An evolving movement

The Swiss, South German/Austrian and North German/Dutch branches of Anabaptism, as we have seen, were not isolated from each other. There were significant theological and cultural differences between these communities. But letters, visits and conversations enabled the exchange of ideas and provoked passionate debates.

The flight of Anabaptists in various directions in search of refuge from persecution mixed up the different groups even further. In the 1550s, another round of discussions took place in Strasbourg. Although these discussions did not bring about immediate uniformity, a single movement began to emerge. And the gradual disappearance of the more mystical, apocalyptic and revolutionary groups meant that those elements were marginalised within the emerging tradition.

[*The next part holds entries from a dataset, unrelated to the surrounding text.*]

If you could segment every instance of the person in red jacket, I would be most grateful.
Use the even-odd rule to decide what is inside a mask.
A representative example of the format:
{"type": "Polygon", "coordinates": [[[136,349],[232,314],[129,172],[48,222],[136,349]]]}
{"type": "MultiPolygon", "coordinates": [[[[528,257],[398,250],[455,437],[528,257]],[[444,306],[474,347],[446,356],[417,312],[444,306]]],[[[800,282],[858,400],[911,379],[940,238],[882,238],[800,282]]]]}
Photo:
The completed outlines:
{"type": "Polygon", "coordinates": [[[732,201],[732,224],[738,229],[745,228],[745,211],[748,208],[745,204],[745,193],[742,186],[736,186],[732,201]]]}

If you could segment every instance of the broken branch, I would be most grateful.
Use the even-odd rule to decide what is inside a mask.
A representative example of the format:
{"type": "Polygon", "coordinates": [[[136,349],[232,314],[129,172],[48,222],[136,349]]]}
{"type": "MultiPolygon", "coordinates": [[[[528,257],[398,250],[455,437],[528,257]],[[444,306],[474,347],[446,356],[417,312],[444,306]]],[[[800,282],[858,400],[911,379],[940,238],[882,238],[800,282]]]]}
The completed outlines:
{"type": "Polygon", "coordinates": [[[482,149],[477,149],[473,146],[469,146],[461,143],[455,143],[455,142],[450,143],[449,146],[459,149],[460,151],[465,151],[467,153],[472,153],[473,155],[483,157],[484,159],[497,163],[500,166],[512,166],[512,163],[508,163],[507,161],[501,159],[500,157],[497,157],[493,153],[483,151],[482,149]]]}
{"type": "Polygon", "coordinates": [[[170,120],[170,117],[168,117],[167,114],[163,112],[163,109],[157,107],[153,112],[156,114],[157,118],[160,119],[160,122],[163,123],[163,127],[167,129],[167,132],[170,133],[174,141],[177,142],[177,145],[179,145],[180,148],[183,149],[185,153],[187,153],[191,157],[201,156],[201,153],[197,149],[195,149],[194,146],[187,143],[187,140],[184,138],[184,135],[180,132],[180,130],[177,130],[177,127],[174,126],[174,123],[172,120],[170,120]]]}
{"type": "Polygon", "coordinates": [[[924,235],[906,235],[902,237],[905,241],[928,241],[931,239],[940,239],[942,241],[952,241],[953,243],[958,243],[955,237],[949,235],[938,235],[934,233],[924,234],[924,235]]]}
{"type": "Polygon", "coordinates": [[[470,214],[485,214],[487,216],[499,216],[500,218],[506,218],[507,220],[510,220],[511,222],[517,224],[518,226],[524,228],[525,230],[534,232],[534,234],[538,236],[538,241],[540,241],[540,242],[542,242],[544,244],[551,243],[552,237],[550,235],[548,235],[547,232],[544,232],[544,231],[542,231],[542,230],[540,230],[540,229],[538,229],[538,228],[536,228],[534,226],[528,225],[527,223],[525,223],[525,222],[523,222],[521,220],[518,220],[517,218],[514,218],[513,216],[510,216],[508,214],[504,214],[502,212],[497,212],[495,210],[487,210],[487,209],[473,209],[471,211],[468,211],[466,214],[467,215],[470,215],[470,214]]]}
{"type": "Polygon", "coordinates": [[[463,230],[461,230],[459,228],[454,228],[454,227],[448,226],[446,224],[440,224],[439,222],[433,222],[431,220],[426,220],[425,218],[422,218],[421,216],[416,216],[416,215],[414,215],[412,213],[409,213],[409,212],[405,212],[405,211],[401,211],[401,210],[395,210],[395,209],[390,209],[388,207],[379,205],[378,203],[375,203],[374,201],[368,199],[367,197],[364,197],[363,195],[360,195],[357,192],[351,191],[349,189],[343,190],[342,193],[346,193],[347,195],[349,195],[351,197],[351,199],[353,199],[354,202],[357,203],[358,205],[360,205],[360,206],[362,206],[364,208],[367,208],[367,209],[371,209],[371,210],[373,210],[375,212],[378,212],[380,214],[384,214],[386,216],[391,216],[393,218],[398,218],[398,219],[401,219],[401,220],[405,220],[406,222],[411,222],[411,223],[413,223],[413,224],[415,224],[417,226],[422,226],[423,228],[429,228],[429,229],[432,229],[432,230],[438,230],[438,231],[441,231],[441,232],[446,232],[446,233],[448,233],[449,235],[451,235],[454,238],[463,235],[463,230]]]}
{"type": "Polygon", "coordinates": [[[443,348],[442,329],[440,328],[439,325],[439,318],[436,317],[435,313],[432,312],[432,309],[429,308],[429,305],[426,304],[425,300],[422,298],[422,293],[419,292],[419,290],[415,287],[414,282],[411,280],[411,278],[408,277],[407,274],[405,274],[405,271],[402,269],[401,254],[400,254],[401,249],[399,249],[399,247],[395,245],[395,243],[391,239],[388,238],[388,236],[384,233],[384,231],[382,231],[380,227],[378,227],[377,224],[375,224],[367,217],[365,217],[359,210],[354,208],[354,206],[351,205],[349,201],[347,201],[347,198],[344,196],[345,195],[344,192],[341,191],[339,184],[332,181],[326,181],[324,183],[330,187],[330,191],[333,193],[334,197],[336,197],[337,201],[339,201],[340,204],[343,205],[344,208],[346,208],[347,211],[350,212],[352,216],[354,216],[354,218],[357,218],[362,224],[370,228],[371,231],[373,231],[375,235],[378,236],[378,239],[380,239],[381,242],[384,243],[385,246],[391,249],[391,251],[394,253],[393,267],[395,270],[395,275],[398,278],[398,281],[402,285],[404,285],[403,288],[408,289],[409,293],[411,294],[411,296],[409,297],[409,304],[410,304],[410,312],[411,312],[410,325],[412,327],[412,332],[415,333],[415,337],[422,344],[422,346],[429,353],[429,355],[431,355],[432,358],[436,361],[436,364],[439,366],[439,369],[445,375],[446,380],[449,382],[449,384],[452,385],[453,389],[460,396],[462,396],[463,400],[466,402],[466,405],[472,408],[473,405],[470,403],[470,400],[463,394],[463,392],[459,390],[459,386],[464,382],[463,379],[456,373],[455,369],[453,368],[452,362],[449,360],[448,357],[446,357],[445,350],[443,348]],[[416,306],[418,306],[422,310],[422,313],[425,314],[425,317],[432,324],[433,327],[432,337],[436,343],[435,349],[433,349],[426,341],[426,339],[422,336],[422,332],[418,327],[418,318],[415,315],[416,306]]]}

Further emigration to Moravia and beyond continued the process of integration, even if the traditions each group brought with them sometimes led to disruption. Persecution pursued these communities further east into Romania, Hungary, the Ukraine and Russia, before they eventually found safety (if not wholehearted acceptance) in North America.

The multiple origins of the Anabaptist movement are still visible among contemporary Anabaptists, in Europe, North America and elsewhere. Nevertheless, it is legitimate to speak of an Anabaptist movement, Anabaptist tradition or Anabaptist vision.

Among the convictions widely shared by Anabaptists by the end of the sixteenth century were:

  • Christians are to follow Jesus and obey his teachings, whatever the consequences.
  • The Bible is authoritative on ethical and ecclesial issues as well as theology.
  • Church and state are both divinely ordained but are to be kept separate.
  • Churches are communities of baptised disciples accountable to and for one another.
  • Church discipline (including the use of the ‘ban’) is crucial to maintain the purity and distinctiveness of the church.
  • Followers of Jesus are to share their resources freely with one another.
  • Non-violence and truth-telling are essential aspects of discipleship, so Christians should not fight or swear oaths.
  • Suffering is normal for faithful disciples and is a mark of the true church.

Whatever diversity there may have been among early Anabaptists, the authorities were in no doubt that they were facing a single movement that represented a serious threat to both church and state. The number of people actively involved in this movement is difficult to ascertain, but it certainly ran into tens of thousands within the first generation. And many more people were attracted to Anabaptism but were not baptised as members, aware of what this step might cost them. Thousands of Anabaptists were martyred in the sixteenth century. But the movement survived and has become a global community.